En el interior, Lenton se tiraba del pelo y gruñía..., y aguardaba la aparición de la sangre.

Hubo una agitación en las primeras filas. Un ciudadano de rostro anguloso y protuberantes ojos, con ropas demasiado cortas para la longitud de sus miembros, estaba abriéndose paso por entre los demás. Un policía fue tras él, abriéndose paso lentamente, como pudo. Byerley le hizo un gesto de que lo dejara, furioso.

El delgado hombre estaba ahora directamente debajo del balcón. Sus palabras ascendieron por encima del rugir general.

Byerley se inclinó hacia delante.

—¿Qué es lo que dices? Si tienes alguna pregunta legítima que hacer, la contestaré. —Se volvió hacia uno de los guardias que permanecían a su lado—. Háganlo subir aquí.

Hubo una repentina tensión en la multitud. Gritos de «Silencio» brotaron desde varios lados, y se convirtieron en un griterío generalizado, luego fueron descendiendo poco a poco. El delgado hombre, jadeante y enrojecido, se enfrentó a Byerley.

—¿Tienes alguna pregunta que hacer?—dijo Byerley.

El delgado hombre se lo quedó mirando, y dijo con voz ronca:

—¡Pégame!

Con una brusca energía, adelantó la barbilla, aguardando el golpe.

—¡Vamos, pégame! Dices que no eres un robot. Pruébalo. No puedes golpear a un ser humano, monstruo.

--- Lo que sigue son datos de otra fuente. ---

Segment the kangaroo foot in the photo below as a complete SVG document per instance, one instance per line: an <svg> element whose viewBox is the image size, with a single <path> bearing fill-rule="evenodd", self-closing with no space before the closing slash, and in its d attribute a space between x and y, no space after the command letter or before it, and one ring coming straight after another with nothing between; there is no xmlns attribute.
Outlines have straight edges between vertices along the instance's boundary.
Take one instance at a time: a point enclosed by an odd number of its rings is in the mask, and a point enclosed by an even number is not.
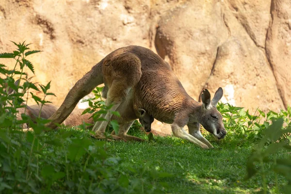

Hubo un repentino, absoluto, mortal silencio. La voz de Byerley lo puntuó.

—No tengo ninguna razón para pegarte.

El delgado hombre se echó a reír estentóreamente.

—No puedes pegarme. No vas a pegarme. No eres humano. Eres un monstruo, un producto fabricado por el hombre.

Y Stephen Byerley, apretando fuertemente los labios, delante de miles de personas que lo contemplaban directamente y millones que lo observaban a través de las pantallas, lanzó hacia delante su puño con un fuerte impulso y alcanzó sonoramente al hombre en la mandíbula. El hombre que lo había desafiado retrocedió y se derrumbó bruscamente, sin ninguna otra expresión en su rostro más que una absoluta, absoluta sorpresa.